For production, repeat the same sequence with explicit approval, a written rollback, and a short observation window after each change.
Dashboard Starting Point
Start with a small dashboard. Do not begin by copying a large JSON dashboard model.
Suggested rows:
-
Request overview
- requests per second
- p50/p95/p99 latency
- error count and error rate
-
Workload health
- CPU
- memory
- restarts
- replica count
-
Dependencies
- Postgres latency and operation count
- Redis latency and operation count
- external HTTP latency
-
Background jobs
- job count
- job latency
- job errors
-
Logs and traces links
- links or notes for drilldown, trace search, and log search
Dashboard review checklist:
- panel queries are scoped by service and workload
- variables use low-cardinality labels
- p95/p99 panels use histogram queries, not client-side percentile transforms
- dashboard JSON contains no secrets or customer identifiers
- dashboard folder and permissions are intentional
- changes are exported or recorded before saving over an existing dashboard
Alert Starting Point
Start with low-noise alerts:
- container restarts
- sustained high memory usage
- sustained high request error rate
- request latency above a reviewed threshold
- Rack timeout count
- collector unhealthy or no metrics arriving
- collector span throughput spiking above baseline, or the filter's dropped-span count falling to zero — an early signal that a transform/filter regression is passing child spans into spanmetrics (metric names vary by collector version)

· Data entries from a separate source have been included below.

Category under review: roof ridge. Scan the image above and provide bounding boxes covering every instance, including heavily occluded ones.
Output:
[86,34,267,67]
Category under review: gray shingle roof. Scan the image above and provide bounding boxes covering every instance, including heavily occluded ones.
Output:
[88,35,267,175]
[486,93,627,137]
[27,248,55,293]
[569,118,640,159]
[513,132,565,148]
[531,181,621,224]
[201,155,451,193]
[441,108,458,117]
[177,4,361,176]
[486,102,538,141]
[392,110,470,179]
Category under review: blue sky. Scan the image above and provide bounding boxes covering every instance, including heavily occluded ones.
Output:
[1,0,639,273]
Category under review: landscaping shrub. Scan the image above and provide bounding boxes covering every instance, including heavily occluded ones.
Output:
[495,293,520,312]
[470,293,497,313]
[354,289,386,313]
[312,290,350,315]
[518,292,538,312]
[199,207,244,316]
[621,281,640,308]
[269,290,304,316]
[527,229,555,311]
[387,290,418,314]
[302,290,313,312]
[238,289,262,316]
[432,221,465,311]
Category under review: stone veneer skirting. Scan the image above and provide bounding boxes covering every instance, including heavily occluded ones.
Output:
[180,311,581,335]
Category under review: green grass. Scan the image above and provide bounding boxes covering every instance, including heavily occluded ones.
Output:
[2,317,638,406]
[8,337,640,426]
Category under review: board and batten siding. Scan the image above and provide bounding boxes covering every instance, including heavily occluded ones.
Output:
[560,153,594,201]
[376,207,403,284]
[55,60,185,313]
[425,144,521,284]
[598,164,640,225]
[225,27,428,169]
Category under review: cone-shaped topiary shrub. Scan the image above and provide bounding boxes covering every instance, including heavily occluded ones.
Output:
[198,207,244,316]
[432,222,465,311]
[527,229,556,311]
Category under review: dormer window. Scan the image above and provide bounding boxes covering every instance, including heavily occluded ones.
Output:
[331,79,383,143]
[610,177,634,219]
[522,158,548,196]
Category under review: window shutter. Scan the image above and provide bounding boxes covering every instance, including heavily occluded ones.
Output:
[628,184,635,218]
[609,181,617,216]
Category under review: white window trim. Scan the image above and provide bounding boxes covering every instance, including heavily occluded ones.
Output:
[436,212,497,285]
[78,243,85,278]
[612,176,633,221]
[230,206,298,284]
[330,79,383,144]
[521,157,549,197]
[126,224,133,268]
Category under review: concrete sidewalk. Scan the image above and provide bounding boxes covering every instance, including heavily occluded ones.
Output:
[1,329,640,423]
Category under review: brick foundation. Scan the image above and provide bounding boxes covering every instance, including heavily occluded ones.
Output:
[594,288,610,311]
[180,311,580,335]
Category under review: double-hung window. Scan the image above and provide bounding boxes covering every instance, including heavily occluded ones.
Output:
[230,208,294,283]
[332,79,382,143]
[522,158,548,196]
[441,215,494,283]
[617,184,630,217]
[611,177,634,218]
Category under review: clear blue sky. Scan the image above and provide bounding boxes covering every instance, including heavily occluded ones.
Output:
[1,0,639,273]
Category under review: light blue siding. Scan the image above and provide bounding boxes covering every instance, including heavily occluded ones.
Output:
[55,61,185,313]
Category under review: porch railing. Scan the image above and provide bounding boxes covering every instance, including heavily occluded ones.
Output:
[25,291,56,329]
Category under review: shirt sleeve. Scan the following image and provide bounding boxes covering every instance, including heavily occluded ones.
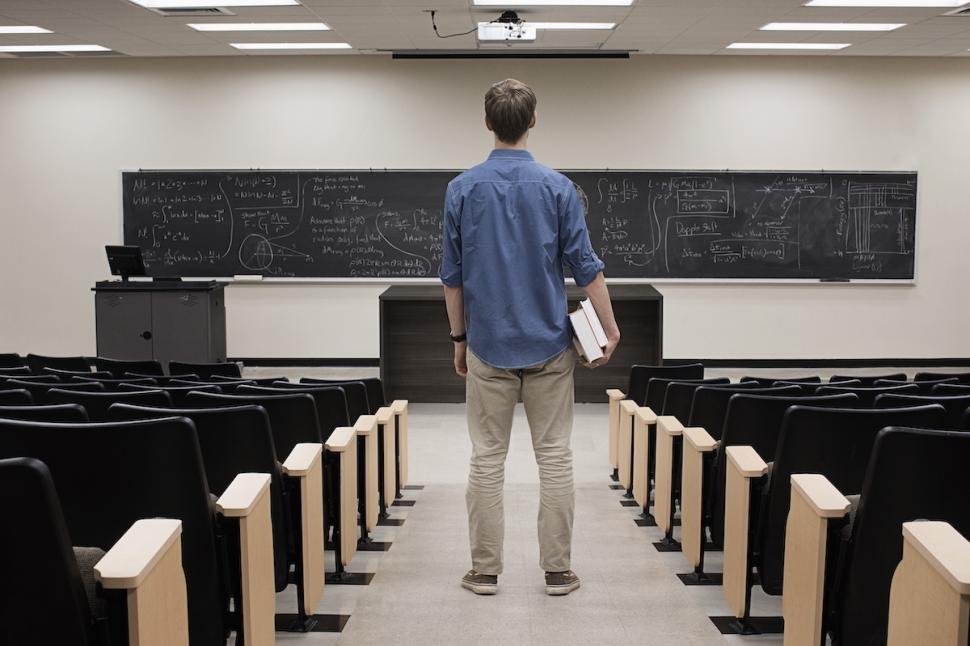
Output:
[559,183,605,287]
[439,182,463,287]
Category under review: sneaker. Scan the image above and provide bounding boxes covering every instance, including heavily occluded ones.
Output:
[545,570,581,596]
[461,570,498,595]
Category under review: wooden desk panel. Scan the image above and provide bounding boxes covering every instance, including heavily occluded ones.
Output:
[380,285,663,403]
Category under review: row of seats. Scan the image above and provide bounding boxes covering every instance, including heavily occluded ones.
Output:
[605,364,970,645]
[0,352,244,379]
[0,357,410,645]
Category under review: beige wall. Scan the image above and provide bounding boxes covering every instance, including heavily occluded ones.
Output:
[1,54,968,360]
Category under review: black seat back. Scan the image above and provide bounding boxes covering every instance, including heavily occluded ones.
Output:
[187,390,321,458]
[274,381,369,420]
[739,376,821,387]
[687,385,801,440]
[95,357,164,378]
[6,379,104,402]
[0,389,32,405]
[623,364,704,406]
[171,379,255,393]
[0,457,95,646]
[0,417,228,645]
[45,368,112,380]
[73,375,157,388]
[874,378,958,394]
[237,384,352,436]
[169,361,241,380]
[128,373,198,384]
[210,375,288,386]
[915,371,970,385]
[874,393,970,428]
[301,377,387,414]
[829,373,907,387]
[0,366,31,377]
[645,377,729,416]
[707,393,859,548]
[816,383,919,406]
[0,404,88,422]
[0,353,25,369]
[772,379,861,393]
[756,404,947,596]
[660,379,733,421]
[26,354,90,375]
[833,427,970,645]
[45,389,173,421]
[119,383,222,406]
[110,403,290,592]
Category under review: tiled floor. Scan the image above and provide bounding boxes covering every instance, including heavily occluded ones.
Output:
[271,399,787,646]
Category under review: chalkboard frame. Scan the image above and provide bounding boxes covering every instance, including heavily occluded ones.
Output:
[119,168,920,285]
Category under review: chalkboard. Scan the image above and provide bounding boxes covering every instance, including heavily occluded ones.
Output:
[122,170,917,280]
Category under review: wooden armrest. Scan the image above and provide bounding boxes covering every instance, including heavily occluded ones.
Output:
[683,427,717,452]
[95,519,182,589]
[95,519,189,646]
[791,474,851,519]
[636,406,657,424]
[325,427,356,452]
[216,473,274,645]
[216,473,271,517]
[391,399,407,413]
[889,521,970,646]
[726,446,768,477]
[606,388,626,400]
[375,406,393,424]
[782,474,850,645]
[354,414,377,435]
[620,399,638,414]
[903,522,970,594]
[658,416,684,436]
[282,443,323,477]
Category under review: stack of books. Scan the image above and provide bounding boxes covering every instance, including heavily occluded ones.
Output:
[569,299,608,363]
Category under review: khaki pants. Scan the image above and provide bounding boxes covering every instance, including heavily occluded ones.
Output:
[465,348,576,575]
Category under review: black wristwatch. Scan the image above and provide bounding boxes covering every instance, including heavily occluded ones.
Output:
[450,332,467,343]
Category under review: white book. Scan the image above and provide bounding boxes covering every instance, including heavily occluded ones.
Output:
[569,308,604,363]
[580,299,608,348]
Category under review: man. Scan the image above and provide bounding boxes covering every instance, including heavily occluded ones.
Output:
[439,78,620,597]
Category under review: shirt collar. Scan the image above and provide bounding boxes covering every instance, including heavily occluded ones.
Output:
[488,148,534,161]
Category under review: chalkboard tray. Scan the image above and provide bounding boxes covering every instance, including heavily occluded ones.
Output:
[122,169,917,282]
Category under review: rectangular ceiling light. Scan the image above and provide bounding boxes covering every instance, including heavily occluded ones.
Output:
[727,42,851,50]
[0,26,53,34]
[805,0,966,6]
[474,0,633,6]
[527,22,616,29]
[0,44,111,52]
[762,22,905,31]
[231,42,351,49]
[189,22,329,31]
[131,0,299,8]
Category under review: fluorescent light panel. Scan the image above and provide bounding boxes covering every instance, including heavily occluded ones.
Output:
[727,42,851,50]
[189,22,328,31]
[131,0,298,8]
[231,42,351,49]
[762,22,904,31]
[805,0,966,6]
[0,26,52,34]
[526,21,616,29]
[0,44,110,52]
[474,0,632,6]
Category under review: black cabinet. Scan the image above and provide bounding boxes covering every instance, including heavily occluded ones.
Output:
[93,281,226,369]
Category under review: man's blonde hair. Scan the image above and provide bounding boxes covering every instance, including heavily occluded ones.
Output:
[484,79,537,144]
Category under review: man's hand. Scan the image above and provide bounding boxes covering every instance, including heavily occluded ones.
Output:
[454,341,468,379]
[584,333,619,369]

The RAM and CPU sections in Tips walk through creating the memory, restart, and CPU alerts in Grafana.
Avoid broad anomaly alerts until the baseline is understood. Week-over-week comparison can be useful, but it can also be noisy when traffic shifts by a few minutes or has bot contamination.
Alert review checklist:
- every alert has a named owner
- every threshold has a short reason
- every page has a tested runbook or rollback note
- new alerts route to a test or non-paging contact point first
- production paging changes are approved separately from dashboard changes
Validation
Before deploying:
# Replace with your app's actual OpenTelemetry spec path.
bundle exec rspec spec/open_telemetry/
# Replace with your app's actual collector validation script names.
./.controlplane/open_telemetry/check_main_collector_config
./.controlplane/open_telemetry/validate_main_collector_config
Before enabling in staging:
- app boots with OpenTelemetry disabled
- app boots with OpenTelemetry enabled
- collector starts and passes readiness checks
- collector
/metricsendpoint has generated samples http.routein a staging trace shows route patterns (/users/:id), not raw paths, before enabling the spanmetrics connector- Grafana can query the metrics
- disabling OpenTelemetry is enough to roll back app-side impact
Before enabling in production:
- staging has run long enough to observe collector CPU and memory
- sampling is explicitly configured and reviewed for expected traffic, egress, and metric accuracy
- dashboards are reviewed by a human
- alerts are routed to a non-paging or test contact point first
- rollback steps are written down
- production approval is explicit
Safety Notes
- Treat Grafana dashboards and alert rules as production-impacting settings.
- Export or draft dashboard JSON before saving live dashboards.
- Use non-production apps for first rollout.
- Keep collector external ingress closed unless a specific receiver requires it.
- Do not put secrets in dashboard JSON, templates, or screenshots.
- Keep high-cardinality attributes — user IDs, URLs with IDs, raw SQL, request IDs, trace IDs — out of metric dimensions; prefer labels such as workload, service, and version.